Another interesting little thing: When preparing to start a business, several people on the team liked to play Detroit Become Human. In Allen’s view, this game depicts the era of symbiosis between humans and machines after the realization of AGI.
He believes that human-computer symbiosis will definitely be realized in the future. Robots may have entities or virtual existences, but their intelligence and completeness will enable them to form a real relationship with humans, which may provide productivity or may It is emotional companionship.
Users share stories co-created on Glow｜Source: Shared by Xiaohongshu
“After ChatGPT became popular, we felt very happy, which saved a lot of effort in the education market.” At a small media communication meeting, a founding member of MiniMax talked with reporters participating in the event. This is also the company’s first official small-scale debut. In the past 14 months, the company has rarely spoken out, and has been quietly developing technologies and products.
ChatGPT’s paid account was opened, and the number of users exceeded 100 million in just two months, which also made it a brand new existence. It’s a big model in itself, but its popularity and frequency of use by people also make it a “product”-like existence.
“The biggest revelation of the ChatGPT incident seems to be that the things we are doing are indeed in demand.” Ge Wen thinks this is a great encouragement to himself.
In Allen’s view, this is the most amazing point of the current large model,“When it is general enough and its generalization ability is strong enough, it has enough multi-tasking general ability, and it can be used directly in many cases.”
At present, many people have used ChatGPT to modify code bugs, check information, write articles, and even try to use it to generate reports. People will use it according to their needs. The threshold of use is low enough to be used by various groups of people, so that large models naturally have certain product attributes.
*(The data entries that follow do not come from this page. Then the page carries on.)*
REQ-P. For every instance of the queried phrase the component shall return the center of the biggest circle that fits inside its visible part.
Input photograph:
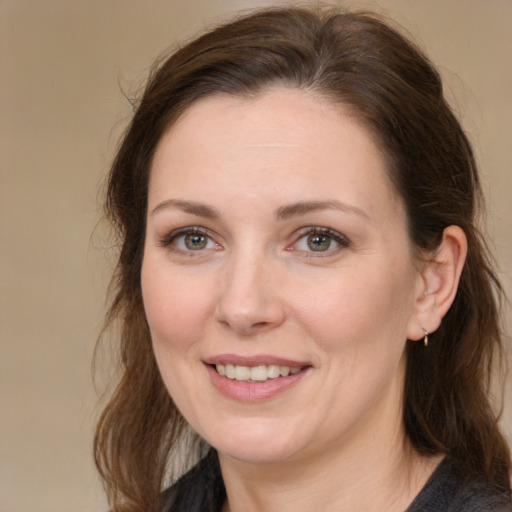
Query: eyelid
(167, 240)
(342, 241)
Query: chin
(257, 445)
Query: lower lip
(253, 391)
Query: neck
(375, 477)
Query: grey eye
(195, 241)
(318, 242)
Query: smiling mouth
(259, 373)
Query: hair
(358, 61)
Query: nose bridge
(248, 300)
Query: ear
(437, 283)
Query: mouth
(255, 378)
(258, 373)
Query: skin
(334, 440)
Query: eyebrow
(304, 207)
(283, 213)
(199, 209)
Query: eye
(191, 239)
(320, 240)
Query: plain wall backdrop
(62, 66)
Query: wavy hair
(361, 62)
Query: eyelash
(171, 238)
(342, 241)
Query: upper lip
(255, 360)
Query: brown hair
(357, 60)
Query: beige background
(61, 112)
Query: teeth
(259, 373)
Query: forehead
(281, 143)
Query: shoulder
(451, 489)
(199, 490)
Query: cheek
(361, 310)
(176, 307)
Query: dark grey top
(449, 489)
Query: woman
(303, 294)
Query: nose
(249, 297)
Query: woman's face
(277, 253)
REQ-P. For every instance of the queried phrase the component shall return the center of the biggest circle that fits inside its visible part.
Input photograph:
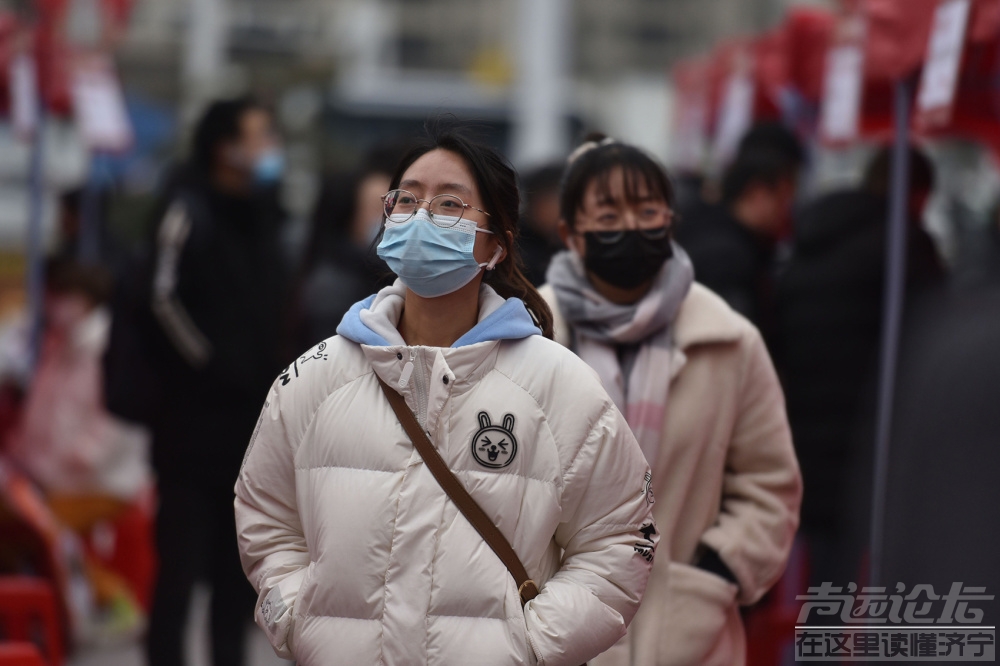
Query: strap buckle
(527, 591)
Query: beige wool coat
(726, 478)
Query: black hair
(542, 179)
(640, 171)
(774, 137)
(879, 171)
(756, 167)
(220, 123)
(496, 181)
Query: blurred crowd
(119, 452)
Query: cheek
(484, 248)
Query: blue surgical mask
(431, 260)
(269, 167)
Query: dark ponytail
(497, 184)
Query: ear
(564, 231)
(497, 254)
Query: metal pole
(36, 266)
(892, 311)
(540, 132)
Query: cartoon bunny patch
(494, 446)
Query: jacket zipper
(419, 387)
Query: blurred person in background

“AGI company is actually a brand-new company type.” Allen introduced at the communication meeting that large-scale model companies are no longer based on AI Technology provides targeted solutions, but allows more people to directly interact with technology dynamically and in real time through various methods.
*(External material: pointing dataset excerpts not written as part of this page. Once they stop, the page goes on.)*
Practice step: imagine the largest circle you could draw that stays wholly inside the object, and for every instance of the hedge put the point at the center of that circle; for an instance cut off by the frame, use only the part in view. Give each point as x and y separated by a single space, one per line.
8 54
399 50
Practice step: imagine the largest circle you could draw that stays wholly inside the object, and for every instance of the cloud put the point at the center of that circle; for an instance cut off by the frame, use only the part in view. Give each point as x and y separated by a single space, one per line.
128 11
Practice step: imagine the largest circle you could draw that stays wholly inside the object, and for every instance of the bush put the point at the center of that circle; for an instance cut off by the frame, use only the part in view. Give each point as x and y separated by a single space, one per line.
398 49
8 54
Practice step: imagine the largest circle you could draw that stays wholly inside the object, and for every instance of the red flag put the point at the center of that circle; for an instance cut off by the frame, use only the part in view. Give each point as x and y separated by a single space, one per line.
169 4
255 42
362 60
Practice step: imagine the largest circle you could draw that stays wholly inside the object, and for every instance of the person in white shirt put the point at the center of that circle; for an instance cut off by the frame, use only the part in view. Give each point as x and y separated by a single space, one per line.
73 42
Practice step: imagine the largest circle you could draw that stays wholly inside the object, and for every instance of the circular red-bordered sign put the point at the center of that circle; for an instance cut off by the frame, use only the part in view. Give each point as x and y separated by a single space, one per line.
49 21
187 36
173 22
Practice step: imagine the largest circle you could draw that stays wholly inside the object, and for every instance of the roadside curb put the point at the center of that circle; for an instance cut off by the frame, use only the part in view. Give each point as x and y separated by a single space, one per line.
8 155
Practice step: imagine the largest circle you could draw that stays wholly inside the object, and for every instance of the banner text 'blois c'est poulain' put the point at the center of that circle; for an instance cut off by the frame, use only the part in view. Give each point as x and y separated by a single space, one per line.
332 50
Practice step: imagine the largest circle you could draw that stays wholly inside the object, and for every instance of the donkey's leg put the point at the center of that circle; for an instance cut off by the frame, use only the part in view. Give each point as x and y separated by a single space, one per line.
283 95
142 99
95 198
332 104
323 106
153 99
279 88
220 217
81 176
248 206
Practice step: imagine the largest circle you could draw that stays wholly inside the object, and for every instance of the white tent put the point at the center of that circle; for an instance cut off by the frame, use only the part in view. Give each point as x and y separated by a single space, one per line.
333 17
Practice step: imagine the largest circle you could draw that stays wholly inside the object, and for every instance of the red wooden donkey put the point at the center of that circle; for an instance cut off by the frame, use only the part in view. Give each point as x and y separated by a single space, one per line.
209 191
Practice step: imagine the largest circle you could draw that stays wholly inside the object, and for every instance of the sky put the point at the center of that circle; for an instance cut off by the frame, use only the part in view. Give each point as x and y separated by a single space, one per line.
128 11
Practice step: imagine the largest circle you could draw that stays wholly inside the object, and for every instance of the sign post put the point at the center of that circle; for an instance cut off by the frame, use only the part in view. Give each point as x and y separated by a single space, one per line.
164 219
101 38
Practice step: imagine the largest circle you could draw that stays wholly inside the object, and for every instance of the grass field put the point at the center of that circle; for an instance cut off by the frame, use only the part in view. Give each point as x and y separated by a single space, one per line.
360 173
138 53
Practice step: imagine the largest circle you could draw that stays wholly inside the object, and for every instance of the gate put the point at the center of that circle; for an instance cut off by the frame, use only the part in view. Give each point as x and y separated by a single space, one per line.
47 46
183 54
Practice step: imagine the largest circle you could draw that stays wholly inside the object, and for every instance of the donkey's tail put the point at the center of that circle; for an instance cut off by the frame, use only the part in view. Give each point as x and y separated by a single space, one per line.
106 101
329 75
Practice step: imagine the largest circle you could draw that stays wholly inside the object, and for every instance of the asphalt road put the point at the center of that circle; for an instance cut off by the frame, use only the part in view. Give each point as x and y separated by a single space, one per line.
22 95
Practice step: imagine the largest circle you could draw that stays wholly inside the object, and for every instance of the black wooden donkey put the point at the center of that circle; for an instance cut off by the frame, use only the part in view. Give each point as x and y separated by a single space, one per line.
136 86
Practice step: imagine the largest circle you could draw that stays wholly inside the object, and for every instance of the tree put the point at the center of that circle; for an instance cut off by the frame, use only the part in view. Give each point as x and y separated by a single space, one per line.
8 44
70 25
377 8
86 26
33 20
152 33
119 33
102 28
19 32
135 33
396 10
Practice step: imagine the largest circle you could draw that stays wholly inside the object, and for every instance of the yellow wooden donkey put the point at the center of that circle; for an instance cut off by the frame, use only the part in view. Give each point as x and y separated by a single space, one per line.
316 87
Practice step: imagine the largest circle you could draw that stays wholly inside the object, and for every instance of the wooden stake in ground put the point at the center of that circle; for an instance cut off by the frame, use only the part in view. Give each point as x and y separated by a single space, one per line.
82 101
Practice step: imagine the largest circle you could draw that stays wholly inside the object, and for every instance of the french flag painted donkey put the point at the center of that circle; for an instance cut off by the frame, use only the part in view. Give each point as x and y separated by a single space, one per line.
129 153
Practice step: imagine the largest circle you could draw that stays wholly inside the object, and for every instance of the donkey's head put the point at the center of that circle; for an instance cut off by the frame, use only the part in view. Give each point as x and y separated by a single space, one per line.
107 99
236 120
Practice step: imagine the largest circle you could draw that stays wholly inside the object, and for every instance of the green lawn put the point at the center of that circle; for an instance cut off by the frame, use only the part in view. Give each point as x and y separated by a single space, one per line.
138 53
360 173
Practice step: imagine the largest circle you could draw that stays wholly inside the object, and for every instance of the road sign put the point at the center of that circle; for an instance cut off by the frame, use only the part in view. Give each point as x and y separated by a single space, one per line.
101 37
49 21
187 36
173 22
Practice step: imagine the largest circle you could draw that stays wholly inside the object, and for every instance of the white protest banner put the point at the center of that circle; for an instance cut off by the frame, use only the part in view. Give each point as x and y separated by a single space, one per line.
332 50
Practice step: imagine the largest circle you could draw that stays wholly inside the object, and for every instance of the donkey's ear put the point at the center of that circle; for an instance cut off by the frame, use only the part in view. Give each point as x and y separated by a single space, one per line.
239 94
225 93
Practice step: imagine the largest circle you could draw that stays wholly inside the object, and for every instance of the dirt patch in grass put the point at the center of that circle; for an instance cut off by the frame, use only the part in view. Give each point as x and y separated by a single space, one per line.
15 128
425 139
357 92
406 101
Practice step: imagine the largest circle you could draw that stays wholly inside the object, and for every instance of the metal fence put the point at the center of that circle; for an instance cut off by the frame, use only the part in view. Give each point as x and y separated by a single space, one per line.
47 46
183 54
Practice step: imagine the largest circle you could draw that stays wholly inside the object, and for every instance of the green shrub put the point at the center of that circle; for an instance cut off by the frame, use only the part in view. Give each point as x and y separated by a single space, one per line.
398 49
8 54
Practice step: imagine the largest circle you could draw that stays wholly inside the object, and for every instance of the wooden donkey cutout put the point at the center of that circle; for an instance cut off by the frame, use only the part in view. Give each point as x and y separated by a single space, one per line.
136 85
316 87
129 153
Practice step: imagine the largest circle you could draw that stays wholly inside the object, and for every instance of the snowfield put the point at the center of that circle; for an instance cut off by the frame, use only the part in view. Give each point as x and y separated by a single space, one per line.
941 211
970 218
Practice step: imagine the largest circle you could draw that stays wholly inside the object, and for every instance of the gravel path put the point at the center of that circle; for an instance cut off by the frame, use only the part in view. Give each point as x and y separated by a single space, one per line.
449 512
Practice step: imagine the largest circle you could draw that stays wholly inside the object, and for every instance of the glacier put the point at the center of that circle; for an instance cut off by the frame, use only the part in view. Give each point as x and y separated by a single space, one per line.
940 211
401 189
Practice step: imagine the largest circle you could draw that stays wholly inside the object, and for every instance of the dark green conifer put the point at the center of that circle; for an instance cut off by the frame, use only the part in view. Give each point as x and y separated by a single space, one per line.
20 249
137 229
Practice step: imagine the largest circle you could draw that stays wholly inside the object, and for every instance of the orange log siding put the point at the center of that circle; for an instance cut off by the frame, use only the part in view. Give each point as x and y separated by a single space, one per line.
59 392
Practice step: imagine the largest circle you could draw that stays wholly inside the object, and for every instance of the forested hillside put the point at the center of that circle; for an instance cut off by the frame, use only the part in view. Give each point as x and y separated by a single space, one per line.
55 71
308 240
Under this system, the original concepts of toB and toC are no longer important.Green Onion said, “We don’t really distinguish between this point. In fact, the main thing is how many user groups we can cover, how much efficiency improvement or other value we can bring to them.”
It is conceivable that when MiniMax was first established in 2021, this logic would cause them to hit the wall repeatedly when they were looking for investors, partners and even employees in the early stages of their business. “There is no way to convince investors, because no one can understand. We have said it many times, and few people believe it.” A founding member said.
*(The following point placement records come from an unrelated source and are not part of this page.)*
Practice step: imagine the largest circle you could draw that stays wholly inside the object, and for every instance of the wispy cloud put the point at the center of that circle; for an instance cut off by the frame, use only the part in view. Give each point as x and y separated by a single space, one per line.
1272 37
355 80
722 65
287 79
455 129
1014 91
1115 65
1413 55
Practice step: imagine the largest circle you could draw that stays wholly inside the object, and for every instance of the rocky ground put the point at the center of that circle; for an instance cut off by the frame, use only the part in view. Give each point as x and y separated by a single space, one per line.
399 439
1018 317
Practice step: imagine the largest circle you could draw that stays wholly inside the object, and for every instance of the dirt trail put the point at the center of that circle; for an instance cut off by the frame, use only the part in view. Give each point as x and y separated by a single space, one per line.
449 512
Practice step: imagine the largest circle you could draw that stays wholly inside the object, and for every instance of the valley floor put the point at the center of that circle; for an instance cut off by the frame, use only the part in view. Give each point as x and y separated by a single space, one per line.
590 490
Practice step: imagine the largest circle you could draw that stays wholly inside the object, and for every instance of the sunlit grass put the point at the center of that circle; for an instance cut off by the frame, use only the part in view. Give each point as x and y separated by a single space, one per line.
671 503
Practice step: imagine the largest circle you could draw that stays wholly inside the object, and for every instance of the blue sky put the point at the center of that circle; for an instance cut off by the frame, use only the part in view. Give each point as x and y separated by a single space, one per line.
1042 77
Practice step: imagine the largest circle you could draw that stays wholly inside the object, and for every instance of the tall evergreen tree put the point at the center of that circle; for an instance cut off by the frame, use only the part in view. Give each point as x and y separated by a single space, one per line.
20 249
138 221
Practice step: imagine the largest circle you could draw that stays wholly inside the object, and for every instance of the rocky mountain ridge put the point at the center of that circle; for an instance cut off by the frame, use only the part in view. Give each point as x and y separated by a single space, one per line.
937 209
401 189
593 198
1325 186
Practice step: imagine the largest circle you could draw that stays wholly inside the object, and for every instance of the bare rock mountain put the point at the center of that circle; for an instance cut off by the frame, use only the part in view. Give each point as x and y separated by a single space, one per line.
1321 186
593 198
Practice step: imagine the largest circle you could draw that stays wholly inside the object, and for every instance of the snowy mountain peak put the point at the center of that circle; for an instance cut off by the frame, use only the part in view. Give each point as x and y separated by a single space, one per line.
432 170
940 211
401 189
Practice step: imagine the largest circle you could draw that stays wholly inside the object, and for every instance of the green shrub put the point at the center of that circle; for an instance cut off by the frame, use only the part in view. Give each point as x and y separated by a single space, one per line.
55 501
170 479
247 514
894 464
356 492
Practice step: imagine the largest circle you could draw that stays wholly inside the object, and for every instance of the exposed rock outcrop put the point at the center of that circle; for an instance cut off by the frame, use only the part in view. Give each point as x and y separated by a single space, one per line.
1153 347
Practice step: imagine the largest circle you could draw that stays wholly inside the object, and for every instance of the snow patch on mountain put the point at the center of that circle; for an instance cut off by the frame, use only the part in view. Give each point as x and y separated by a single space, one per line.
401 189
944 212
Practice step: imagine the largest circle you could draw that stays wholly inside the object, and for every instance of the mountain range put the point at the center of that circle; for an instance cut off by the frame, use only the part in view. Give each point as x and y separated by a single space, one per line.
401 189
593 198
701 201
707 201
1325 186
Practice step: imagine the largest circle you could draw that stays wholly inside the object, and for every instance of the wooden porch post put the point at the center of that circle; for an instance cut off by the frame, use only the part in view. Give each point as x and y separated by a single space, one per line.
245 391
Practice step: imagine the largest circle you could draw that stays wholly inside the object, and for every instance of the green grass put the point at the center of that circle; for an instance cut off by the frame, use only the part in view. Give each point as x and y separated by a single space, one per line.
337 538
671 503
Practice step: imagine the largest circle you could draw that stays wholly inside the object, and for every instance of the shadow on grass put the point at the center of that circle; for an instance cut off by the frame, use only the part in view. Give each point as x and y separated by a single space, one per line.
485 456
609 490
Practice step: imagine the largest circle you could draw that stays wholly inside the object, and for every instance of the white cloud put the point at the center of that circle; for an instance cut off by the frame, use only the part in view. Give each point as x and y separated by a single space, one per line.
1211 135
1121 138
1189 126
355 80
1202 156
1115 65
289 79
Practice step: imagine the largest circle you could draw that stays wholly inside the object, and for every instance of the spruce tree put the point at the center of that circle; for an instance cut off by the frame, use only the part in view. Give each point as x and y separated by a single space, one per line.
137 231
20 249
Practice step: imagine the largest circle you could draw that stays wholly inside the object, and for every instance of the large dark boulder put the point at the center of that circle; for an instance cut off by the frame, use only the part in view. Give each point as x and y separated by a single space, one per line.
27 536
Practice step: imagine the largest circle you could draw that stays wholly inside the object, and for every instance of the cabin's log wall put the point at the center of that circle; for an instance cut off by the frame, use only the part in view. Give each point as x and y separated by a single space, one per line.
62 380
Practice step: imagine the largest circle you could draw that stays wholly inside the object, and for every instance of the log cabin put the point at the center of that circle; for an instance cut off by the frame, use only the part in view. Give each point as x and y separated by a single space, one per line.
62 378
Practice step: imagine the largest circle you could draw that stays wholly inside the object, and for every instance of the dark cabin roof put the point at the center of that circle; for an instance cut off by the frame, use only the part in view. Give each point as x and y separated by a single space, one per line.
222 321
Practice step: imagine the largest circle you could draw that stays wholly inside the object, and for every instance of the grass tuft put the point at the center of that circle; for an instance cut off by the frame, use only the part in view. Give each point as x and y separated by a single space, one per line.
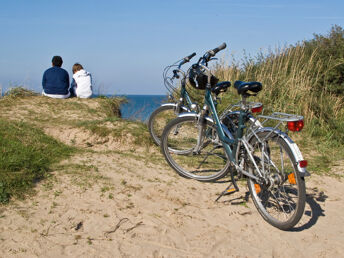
26 156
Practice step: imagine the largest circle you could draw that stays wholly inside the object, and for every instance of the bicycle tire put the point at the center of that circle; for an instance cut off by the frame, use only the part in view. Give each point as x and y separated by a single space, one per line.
157 122
178 147
285 193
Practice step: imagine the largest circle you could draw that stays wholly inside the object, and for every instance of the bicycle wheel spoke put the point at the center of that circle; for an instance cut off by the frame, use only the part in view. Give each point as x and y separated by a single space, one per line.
281 202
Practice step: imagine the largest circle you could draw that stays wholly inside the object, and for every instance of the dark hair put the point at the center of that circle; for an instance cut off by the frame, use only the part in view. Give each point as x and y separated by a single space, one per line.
77 67
57 61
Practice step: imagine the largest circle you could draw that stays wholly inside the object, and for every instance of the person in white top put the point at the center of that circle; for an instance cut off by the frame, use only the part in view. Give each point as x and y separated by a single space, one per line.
82 82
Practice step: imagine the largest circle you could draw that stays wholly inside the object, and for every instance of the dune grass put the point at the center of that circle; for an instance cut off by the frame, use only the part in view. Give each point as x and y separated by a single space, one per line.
298 79
26 157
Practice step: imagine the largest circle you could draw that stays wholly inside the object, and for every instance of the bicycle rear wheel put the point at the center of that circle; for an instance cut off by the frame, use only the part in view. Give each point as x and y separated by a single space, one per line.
281 198
158 120
178 143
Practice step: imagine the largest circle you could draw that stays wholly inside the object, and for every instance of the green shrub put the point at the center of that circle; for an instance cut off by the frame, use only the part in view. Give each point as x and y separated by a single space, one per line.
26 156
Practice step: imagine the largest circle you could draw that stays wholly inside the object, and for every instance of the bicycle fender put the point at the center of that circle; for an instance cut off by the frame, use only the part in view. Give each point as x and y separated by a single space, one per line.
185 109
291 144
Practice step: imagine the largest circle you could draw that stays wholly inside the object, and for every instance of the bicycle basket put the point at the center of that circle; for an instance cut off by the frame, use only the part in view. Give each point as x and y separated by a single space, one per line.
198 79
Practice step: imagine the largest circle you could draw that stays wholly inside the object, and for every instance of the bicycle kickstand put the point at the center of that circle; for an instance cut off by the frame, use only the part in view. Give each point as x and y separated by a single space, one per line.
232 188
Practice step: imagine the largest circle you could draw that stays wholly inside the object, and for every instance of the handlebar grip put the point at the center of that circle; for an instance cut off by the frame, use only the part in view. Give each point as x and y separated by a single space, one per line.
219 48
188 58
213 52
One end is the core technology, and the other end is the specific users. Between these two ends, real smooth feedback and linkage can be realized. This is one of the core thinking logics of MiniMax, which the team sums up as “User-in-the-Loop”.
The inspiration for this, Allen said, comes from Tesla in 2021. AI Day. The first version of academic prototypes of many technologies displayed on AI Day originated from him and some former collaborators, but Tesla loaded these technologies on countless cars to interact with users in the real world and give feedback iterations .
“I think it taught me one thing, when you have a very cutting-edge technology, how to put it in the real world from the perspective of a commercial company, make real impact for everyone.”
When asked what plans are in the future, the team members’ favorite saying is “go at your own pace”.They said that the model will be open this year APIand then new products will be developed according to the capabilities of the model.